Talvez nem faça bem falarmos em hipocrisia, que traz uma certa carga de moralismo que o termo desintegração não tem. A desintegridade é evidente, e o que se expõe em teoria aqui, é o que se viu na prática lá. E, com isso, chegamos a uma séria dificuldade das ciências sociais: fazer a teoria coincidir com a prática [incluo aqui todas as correntes de pensamento contemporâneas – as que eu conheço, pelo menos]. E, também, chegamos à estreiteza de pensamento do Boris. Ele aceita naturalmente a existência das castas: ou são eternas, ou determinadas por mistérios divinos, ou possuem causas desconhecidas [poderia até usar as três justificativas, afinal, reparando bem, são uma só coisa]. O que ele não pode aceitar é que um gari, membro que é da mais inferior das castas trabalhistas [pouco importa usar o termo "casta" ou "escala"], ou membro da merda, deseje alguma coisa boa.
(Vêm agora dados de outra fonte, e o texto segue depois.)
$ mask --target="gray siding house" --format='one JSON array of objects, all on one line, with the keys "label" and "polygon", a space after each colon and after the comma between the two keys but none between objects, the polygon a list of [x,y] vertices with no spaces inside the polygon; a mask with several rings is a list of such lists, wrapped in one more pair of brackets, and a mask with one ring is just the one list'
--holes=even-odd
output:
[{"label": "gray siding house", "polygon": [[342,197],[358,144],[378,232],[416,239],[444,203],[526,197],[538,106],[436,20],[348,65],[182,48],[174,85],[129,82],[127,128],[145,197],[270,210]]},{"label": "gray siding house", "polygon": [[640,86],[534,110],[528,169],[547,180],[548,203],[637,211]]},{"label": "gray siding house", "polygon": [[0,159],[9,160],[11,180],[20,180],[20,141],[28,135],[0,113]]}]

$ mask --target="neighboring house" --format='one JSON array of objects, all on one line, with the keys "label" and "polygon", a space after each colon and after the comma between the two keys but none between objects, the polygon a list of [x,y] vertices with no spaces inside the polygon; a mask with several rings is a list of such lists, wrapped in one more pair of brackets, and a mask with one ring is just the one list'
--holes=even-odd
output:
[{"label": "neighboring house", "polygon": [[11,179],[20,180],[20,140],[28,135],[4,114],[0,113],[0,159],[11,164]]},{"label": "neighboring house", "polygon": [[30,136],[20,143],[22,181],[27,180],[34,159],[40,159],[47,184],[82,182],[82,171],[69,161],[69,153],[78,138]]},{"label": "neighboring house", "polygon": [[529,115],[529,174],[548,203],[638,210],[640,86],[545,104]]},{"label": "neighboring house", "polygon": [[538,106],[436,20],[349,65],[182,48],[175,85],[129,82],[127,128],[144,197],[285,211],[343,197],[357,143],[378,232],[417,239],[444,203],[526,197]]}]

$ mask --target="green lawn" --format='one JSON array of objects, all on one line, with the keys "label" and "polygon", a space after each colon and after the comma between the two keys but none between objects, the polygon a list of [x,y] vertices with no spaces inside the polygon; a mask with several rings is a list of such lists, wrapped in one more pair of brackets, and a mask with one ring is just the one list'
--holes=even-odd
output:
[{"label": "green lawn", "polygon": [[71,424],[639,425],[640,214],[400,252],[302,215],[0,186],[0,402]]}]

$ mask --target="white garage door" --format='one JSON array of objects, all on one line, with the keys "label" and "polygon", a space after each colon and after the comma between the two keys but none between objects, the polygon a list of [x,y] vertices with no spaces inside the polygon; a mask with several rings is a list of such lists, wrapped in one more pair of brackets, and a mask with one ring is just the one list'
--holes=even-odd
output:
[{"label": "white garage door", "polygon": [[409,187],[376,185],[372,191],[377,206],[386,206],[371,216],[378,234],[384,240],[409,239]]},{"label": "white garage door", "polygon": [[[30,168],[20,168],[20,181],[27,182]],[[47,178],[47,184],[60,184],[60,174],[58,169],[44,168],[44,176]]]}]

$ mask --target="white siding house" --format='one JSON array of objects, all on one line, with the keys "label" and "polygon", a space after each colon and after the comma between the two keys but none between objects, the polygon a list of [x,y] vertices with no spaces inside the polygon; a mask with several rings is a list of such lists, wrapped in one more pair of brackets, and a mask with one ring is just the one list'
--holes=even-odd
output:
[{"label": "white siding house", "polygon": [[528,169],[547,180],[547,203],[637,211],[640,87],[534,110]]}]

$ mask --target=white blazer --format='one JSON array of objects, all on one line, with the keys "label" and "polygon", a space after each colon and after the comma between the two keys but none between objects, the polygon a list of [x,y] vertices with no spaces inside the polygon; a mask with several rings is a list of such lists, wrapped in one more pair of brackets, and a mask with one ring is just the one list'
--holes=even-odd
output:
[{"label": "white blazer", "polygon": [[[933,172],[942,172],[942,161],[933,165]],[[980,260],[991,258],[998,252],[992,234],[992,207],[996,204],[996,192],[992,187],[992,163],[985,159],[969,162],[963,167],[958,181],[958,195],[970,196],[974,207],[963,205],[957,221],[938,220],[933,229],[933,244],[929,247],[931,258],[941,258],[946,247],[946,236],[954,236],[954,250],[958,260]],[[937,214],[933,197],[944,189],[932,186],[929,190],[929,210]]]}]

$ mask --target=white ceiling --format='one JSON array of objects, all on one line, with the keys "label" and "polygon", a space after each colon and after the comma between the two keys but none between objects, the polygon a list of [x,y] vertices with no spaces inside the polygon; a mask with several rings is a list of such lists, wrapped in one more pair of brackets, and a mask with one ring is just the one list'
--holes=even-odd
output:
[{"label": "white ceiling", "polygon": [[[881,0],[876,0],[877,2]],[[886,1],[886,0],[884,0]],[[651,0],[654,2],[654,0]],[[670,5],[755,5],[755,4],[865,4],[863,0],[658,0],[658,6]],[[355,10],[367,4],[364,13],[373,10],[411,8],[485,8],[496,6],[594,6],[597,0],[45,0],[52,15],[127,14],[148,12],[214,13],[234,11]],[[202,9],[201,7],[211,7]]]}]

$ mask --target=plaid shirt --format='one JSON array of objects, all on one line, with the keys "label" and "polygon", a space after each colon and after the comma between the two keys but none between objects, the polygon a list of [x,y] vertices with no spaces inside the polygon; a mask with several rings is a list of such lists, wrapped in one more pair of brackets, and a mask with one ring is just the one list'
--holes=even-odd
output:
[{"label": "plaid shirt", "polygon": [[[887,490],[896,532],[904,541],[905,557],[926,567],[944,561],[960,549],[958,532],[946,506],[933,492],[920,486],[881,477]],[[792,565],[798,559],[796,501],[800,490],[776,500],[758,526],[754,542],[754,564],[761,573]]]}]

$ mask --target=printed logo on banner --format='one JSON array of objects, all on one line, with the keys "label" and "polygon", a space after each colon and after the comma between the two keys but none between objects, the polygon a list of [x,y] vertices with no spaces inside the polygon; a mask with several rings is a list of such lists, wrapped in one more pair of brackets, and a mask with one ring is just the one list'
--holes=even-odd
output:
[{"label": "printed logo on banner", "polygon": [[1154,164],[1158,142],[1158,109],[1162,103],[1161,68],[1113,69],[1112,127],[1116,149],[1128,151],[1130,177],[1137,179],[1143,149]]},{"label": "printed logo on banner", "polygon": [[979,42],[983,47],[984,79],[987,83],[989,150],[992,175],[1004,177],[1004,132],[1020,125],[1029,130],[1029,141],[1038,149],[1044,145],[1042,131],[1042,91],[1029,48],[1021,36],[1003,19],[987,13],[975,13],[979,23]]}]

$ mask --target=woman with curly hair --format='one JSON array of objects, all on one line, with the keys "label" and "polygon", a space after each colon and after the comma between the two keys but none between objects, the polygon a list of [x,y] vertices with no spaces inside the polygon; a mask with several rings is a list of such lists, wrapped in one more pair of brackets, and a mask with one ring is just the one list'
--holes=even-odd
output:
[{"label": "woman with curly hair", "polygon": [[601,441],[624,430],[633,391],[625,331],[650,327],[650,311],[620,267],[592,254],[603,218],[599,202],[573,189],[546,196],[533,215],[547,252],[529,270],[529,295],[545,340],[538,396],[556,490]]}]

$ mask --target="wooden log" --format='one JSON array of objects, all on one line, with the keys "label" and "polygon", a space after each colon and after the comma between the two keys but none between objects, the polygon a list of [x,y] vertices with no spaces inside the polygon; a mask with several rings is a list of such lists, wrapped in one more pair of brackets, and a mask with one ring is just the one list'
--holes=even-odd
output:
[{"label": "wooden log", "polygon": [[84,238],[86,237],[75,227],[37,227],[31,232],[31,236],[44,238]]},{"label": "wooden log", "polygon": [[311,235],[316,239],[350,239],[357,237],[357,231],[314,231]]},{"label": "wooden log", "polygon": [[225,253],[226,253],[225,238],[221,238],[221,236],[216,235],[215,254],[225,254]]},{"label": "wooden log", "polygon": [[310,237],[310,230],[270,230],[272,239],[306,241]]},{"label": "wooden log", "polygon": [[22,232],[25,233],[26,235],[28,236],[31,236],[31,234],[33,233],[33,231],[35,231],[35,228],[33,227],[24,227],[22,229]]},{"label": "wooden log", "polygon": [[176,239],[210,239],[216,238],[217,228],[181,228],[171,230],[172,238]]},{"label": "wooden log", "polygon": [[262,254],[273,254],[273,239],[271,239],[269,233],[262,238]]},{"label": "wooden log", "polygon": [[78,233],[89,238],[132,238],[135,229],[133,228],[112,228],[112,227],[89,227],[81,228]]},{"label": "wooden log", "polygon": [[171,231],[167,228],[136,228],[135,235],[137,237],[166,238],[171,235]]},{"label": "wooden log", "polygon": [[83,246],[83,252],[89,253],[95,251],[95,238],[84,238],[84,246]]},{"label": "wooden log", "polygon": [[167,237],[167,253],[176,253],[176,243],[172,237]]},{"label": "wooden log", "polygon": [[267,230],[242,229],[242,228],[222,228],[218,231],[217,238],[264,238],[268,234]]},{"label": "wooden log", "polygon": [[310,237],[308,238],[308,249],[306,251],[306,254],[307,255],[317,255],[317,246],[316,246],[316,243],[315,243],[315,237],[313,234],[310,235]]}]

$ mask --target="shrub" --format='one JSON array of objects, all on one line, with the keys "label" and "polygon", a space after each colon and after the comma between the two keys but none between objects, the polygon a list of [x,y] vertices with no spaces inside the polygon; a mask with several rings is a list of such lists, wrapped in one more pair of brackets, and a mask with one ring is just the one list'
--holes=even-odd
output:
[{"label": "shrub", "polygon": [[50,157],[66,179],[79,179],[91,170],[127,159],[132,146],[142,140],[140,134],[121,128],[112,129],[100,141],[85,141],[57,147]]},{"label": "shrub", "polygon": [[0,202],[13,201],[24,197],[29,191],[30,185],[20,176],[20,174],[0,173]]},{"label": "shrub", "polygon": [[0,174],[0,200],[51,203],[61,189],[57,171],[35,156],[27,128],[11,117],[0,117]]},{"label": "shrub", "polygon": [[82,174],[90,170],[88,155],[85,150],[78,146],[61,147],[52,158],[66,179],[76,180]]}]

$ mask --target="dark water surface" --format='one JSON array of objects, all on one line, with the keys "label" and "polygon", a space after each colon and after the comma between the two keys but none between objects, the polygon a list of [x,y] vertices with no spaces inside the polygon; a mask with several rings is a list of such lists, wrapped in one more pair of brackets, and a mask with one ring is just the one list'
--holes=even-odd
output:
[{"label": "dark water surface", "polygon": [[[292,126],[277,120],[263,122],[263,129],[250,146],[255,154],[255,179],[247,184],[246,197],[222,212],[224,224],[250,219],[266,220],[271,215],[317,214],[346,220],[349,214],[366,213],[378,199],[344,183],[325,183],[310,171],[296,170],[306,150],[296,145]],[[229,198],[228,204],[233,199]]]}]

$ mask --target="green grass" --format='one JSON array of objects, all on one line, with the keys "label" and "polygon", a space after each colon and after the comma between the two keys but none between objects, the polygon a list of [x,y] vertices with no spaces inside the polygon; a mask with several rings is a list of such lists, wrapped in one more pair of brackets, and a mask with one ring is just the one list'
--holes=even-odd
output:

O pessoal dos blogues tem andado meio rígido ultimamente com algumas piadas, de negro, de mulher ou de gay. E durante muito tempo fiquei pensando se era certo ou não esse cerceamento à liberdade dos humoristas. Com isso, acabo de concluir que certas piadas não devem mesmo ser feitas e que, se a liberdade dos humoristas ruins for restrita, disso haverá de nascer uma geração nova de humoristas e piadas boas, que inverta o mundo, para pô-lo direito. O riso de alguns não compensa o choro de muitos. O que vai compensar é ver amanhã, nos jornais, uma charge de um Angeli, por exemplo, com a grande vantagem de que fará rir a muitos, e chorar somente a um ou dois. O que, é sempre bom lembrar, poderia constituir uma grande injustiça para esta ínfima minoria que chora, mas acaba por não ser, pela razão única e bastante de que estas pessoas não choram por coisas tão banais como... ora, a humanidade a que pertencem.